His operating principle: problems are universal but solutions are local. Aggregate data tells USAP where to look; the patient satisfaction fixes happen in individual hospitals and clinics. Based on survey responses, USAP has worked with hospitals to improve parking for day-surgery patients, retrained clinicians on how to explain anesthesia to anxious patients and their families, built preoperative patient education tools, revised hospital pain-management protocols after surgery, and published peer-reviewed research on the factors that drive patient satisfaction.

The backdrop to all of this is a dramatic arc of improvement in anesthesia safety over the past half-century. In the 1940s, the anesthesia-related mortality rate was roughly one death per 1,000 procedures. Today, for healthy patients undergoing routine surgery, the risk is estimated at fewer than one in 200,000 — a safety objective the Institute of Medicine, in its landmark 1999 report “To Err Is Human,” singled out as a model for the rest of medicine.

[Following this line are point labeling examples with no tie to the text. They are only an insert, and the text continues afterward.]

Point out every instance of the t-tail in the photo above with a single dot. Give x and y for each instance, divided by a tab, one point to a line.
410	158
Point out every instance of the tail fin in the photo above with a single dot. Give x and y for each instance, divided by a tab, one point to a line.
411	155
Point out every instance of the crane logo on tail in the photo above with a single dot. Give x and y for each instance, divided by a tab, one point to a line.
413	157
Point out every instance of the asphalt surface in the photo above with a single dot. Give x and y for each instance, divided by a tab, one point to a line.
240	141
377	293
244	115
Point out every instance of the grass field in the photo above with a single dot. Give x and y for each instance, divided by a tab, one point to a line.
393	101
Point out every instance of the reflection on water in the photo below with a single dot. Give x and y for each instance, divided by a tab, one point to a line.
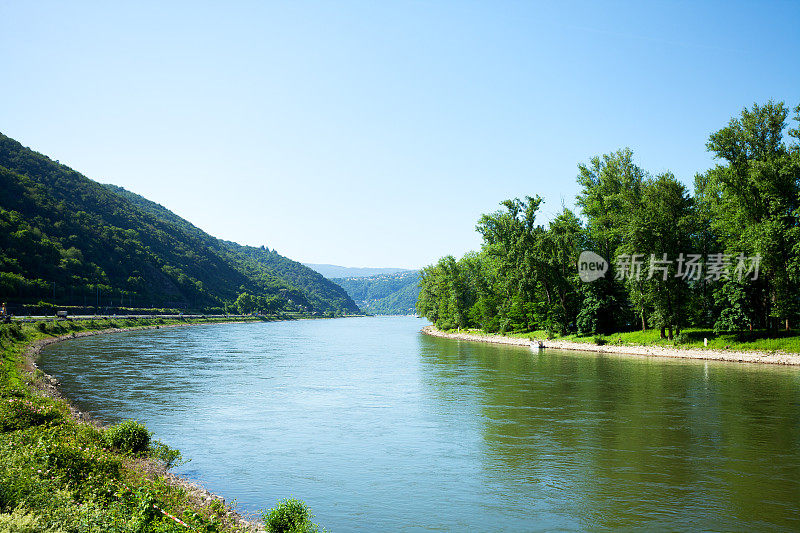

Those gains are not merely statistical. They have reshaped what surgery itself looks like. Safer anesthesia made possible the expansion of same-day ambulatory surgery, minimally invasive cardiac procedures, complex organ transplants in patients once considered too fragile to operate on, and pediatric surgeries in newborns weighing only a few pounds. Procedures that were unthinkable in the 1970s are now routine, in large part because anesthesiologists learned to keep sicker patients safer for longer.

The measurement work Dr. Dutton is pushing at USAP is a continuation of that arc, applied to a dimension that has historically escaped it: the patient’s own experience of the care. For a specialty whose practitioners are often forgotten within hours of meeting their patients, making the encounter visible and accountable may be the next frontier.